The efficacy rate, based on interim analysis of Phase 3 clinical trials, is lower than 86% rate for the same vaccine announced by the United Arab Emirates on Dec. 9, based on preliminary data from trials there.

A company spokeswoman declined to explain the discrepancy and said detailed results would be released later, without giving a timeline.

There have been fragmentary releases of efficacy data for Chinese vaccine makers' Covid-19 candidates, which are being considered by many developing countries for mass inoculation campaigns.

Health experts warn that the differing results could undermine confidence in vaccines.

Turkish researchers said on Thursday their interim results from a Covid-19 vaccine developed by China's Sinovac Biotech showed 91.25% efficacy only to see a confusing readout the same day from Brazil, which said the vaccine's efficacy was between 50% and 90%.
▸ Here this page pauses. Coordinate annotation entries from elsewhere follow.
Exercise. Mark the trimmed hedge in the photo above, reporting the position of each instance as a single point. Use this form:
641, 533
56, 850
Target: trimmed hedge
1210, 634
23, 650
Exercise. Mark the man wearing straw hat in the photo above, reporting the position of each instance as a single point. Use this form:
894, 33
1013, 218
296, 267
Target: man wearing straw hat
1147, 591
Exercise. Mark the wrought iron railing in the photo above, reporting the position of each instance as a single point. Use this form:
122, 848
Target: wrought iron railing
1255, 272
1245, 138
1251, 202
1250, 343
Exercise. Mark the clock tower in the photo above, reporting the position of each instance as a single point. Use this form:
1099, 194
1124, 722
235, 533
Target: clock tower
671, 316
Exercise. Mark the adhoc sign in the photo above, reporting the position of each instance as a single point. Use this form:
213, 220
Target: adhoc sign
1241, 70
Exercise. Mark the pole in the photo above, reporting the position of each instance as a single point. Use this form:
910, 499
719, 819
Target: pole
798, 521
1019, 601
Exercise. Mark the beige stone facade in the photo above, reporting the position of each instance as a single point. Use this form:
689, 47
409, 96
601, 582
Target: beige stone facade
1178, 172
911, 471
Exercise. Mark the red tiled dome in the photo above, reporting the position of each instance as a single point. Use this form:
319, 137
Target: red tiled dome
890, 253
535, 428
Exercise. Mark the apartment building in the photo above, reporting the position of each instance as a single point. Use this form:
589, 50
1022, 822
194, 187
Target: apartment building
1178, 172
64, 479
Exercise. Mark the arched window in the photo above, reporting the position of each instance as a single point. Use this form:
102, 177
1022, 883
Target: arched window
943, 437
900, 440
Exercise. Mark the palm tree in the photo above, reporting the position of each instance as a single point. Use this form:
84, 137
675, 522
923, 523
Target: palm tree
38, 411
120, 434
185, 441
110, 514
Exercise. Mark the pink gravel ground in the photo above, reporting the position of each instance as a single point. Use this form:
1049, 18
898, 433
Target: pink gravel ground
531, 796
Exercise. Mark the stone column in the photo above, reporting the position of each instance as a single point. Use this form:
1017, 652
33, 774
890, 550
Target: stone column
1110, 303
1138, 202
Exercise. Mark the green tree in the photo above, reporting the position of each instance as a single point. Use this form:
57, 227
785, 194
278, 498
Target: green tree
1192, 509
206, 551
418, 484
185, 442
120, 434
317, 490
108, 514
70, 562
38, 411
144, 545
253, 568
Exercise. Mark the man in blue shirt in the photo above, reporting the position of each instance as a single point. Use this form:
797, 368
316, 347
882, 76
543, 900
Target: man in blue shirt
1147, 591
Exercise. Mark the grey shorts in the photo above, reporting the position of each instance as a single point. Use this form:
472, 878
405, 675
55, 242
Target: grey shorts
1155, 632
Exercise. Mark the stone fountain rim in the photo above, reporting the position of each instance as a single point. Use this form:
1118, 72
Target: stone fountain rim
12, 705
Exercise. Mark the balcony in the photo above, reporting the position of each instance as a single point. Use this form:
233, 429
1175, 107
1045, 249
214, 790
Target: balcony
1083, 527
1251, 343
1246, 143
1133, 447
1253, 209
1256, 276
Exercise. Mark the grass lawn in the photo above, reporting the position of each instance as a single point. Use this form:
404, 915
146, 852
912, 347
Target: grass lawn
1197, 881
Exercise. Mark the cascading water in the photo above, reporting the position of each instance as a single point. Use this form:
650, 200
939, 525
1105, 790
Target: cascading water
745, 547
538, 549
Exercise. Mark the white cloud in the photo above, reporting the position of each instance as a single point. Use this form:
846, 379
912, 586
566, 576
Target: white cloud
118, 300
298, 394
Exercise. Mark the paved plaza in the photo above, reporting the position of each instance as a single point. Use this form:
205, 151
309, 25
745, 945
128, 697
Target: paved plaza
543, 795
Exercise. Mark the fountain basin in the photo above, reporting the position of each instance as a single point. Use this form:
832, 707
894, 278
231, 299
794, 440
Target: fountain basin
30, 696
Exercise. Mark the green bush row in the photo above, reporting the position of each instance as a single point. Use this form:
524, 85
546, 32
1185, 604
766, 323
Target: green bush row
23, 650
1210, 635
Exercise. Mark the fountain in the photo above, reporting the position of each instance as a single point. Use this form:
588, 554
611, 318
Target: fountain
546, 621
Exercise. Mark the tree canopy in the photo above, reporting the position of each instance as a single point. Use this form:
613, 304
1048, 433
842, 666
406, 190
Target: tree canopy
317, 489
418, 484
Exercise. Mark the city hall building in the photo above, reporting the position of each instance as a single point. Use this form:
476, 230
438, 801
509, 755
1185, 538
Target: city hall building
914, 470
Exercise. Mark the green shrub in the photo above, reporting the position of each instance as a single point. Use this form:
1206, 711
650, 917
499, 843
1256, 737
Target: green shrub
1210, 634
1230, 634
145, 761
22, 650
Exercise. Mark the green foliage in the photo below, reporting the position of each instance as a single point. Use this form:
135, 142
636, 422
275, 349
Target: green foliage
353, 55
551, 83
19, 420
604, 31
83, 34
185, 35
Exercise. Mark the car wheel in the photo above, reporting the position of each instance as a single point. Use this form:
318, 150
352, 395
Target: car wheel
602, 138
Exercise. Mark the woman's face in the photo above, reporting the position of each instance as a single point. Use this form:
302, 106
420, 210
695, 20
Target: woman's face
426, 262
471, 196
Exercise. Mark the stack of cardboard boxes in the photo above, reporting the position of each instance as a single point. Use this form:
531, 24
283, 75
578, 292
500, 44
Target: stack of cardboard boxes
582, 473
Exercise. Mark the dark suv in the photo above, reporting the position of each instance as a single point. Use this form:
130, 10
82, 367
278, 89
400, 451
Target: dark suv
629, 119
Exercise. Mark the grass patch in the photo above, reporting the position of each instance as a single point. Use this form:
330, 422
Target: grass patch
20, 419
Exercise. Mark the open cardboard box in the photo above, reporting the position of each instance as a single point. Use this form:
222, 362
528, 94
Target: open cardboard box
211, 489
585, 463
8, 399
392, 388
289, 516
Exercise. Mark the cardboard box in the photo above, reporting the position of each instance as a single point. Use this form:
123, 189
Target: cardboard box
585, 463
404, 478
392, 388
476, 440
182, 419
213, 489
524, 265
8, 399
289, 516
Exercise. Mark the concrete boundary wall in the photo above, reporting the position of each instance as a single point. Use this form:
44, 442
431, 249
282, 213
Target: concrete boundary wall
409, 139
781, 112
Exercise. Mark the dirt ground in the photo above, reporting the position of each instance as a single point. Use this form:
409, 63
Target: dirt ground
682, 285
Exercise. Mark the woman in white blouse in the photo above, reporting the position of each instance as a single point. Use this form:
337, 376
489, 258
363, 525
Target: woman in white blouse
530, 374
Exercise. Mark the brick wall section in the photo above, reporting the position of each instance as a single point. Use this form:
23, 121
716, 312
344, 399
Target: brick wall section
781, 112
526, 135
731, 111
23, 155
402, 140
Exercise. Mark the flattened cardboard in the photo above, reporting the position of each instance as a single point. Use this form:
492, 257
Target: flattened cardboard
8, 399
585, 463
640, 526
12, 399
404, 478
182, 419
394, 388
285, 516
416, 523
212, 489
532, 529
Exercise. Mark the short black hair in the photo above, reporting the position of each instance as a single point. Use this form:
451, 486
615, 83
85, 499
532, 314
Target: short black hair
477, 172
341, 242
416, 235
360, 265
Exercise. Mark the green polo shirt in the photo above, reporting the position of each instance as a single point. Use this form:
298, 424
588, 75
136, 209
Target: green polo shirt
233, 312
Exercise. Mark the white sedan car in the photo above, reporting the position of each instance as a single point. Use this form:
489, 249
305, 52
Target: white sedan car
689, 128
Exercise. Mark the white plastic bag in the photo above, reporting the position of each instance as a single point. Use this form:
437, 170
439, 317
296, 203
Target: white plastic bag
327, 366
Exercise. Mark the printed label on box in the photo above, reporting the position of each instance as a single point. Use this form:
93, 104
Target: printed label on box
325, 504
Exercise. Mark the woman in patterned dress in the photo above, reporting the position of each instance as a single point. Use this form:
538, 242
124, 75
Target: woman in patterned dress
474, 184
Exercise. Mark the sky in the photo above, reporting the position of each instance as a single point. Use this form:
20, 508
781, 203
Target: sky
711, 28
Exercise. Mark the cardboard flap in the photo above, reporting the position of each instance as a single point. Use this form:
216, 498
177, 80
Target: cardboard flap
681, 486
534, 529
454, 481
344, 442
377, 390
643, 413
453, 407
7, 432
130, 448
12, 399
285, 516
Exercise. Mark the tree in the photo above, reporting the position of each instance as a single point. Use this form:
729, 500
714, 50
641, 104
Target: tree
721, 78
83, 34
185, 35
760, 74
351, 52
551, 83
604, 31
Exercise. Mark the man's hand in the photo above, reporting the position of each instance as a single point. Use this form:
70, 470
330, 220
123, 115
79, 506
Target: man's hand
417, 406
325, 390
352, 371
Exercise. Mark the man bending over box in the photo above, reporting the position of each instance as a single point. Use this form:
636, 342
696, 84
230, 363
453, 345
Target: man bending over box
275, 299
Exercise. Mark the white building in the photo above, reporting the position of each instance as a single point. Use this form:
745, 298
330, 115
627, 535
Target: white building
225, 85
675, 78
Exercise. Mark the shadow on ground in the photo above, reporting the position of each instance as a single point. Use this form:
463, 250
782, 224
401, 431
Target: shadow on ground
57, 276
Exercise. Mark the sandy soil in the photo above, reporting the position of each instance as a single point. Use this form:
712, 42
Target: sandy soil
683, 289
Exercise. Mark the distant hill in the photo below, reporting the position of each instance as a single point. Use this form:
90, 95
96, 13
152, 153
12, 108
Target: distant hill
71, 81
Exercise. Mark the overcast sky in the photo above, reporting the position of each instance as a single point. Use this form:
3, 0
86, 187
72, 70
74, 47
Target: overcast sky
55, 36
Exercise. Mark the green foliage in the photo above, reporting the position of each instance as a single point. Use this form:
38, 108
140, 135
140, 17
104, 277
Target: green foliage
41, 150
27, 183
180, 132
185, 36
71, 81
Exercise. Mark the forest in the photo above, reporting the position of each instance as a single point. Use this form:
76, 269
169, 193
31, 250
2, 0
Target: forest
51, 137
While the efficacy of the China-developed shots trails the more than 90% success rate of rival vaccines from Pfizer Inc and its partner BioNTech SE and Moderna Inc, it points to progress China has made in the global race to develop successful Covid-19 vaccines.

China, whose President Xi Jinping has pledged to make its vaccines a global public good, has won several large supply deals with countries including Indonesia and Brazil - the most populous countries in Southeast Asia and Latin America respectively.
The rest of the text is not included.